(based on suggestions from @margolanagan, @realnixwilliams, @greenspace01)
Mourning is no rollercoaster.
A flat, straight road towards
a flat horizon. Vanishing point
does not curve with tears or songs.
If there was a cure for kindness
I’d dose up everyone I know.
Morning is no miracle.
Sun is a cheap chocolate coin
Floury and greasy; a waste of calories.
Death tastes like low cocoa mass.
If there was a cure for grief,
I’d choose the blue pill.
Mourning is no sprint to the finish.
Take foot, place in front of other foot.
The thought of it is enough:
even a cheap sun gleams precious.
If there was a cure for fear
I’d pick chocolate over snake oil.
Morning is no uncommon birth.
Unpeeled gold foil coins prompt
surprised smiles at clichéd lining.
Kids like cheap chocolate.
If there was a cure for their pleasure
I’d criminalise it and flush the drugs.
______________________________________
Today's poem is based on suggestions from three peeps:
- @margolanagan: “I think there definitely should be some gold foil in there somewhere.”
- @realnixwilliams: “walking along long, straight roads towards a flat horizon.”

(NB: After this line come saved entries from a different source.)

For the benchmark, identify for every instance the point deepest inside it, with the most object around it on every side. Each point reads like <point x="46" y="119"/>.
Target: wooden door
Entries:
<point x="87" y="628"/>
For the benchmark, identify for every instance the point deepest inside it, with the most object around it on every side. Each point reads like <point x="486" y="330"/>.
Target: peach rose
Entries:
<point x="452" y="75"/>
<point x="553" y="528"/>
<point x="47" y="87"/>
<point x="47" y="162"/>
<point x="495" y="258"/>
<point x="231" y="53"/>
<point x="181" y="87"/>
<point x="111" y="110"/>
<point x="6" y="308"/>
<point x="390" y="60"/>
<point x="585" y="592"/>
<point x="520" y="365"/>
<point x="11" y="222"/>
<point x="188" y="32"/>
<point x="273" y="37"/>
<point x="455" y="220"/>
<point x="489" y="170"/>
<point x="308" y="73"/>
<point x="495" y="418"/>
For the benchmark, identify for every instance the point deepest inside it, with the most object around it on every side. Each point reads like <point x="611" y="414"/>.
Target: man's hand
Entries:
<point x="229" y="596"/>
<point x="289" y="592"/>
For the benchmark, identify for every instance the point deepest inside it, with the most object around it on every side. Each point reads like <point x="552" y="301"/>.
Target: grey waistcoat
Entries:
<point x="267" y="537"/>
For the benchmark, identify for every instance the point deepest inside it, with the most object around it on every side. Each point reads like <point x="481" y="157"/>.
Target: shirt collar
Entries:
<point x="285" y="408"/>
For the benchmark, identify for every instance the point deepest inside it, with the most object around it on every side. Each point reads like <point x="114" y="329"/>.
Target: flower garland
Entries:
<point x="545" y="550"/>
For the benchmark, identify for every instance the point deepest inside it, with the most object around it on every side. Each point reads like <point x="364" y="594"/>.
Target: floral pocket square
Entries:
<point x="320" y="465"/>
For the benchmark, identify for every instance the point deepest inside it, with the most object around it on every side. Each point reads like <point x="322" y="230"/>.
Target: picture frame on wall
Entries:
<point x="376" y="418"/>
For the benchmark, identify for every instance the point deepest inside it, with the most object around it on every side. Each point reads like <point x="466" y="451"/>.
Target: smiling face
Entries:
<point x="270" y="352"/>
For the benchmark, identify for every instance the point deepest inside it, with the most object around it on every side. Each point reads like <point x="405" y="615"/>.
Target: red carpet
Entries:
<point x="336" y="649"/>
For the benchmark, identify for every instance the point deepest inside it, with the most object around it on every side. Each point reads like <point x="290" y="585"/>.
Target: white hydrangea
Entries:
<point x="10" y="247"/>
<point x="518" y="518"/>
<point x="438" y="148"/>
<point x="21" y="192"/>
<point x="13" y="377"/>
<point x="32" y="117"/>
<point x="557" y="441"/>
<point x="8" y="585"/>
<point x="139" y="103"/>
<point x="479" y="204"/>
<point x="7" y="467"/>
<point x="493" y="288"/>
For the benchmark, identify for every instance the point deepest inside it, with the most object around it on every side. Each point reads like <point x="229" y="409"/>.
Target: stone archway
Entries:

- @greenspace01: “Death, rebirth, and chocolate as an antidote to fear”
I was talking to a friend recently about whether if there was a cure for grief, if you could skip the whole thing, would you take the pill? Or is it a necessary process? The blue pill in the Matrix is the one that keeps you in blissful ignorance. I'm a bit ambivalent, I have to admit. I think I'd probably take the pill. Or maybe - yes well, let's just say I'm undecided.
Anyway, this poem reflects my mixed emotions about feeling vs. not feeling, about how numbing pain usually results in numbing pleasure as well.
And how sucky it is that the cliche is true: time really is the only moderator of grief. Stupid cliches.
4 comments:
I was taken with Juliana Hatfield's 'a heart that hurts is a heart that works' and it seems it may become a cliche.
Mornings are enough.
Old school.
I suppose if there was a pill and you opted to take it then you'd never know grief and would be blissfully unaware whether you're better or worse for it?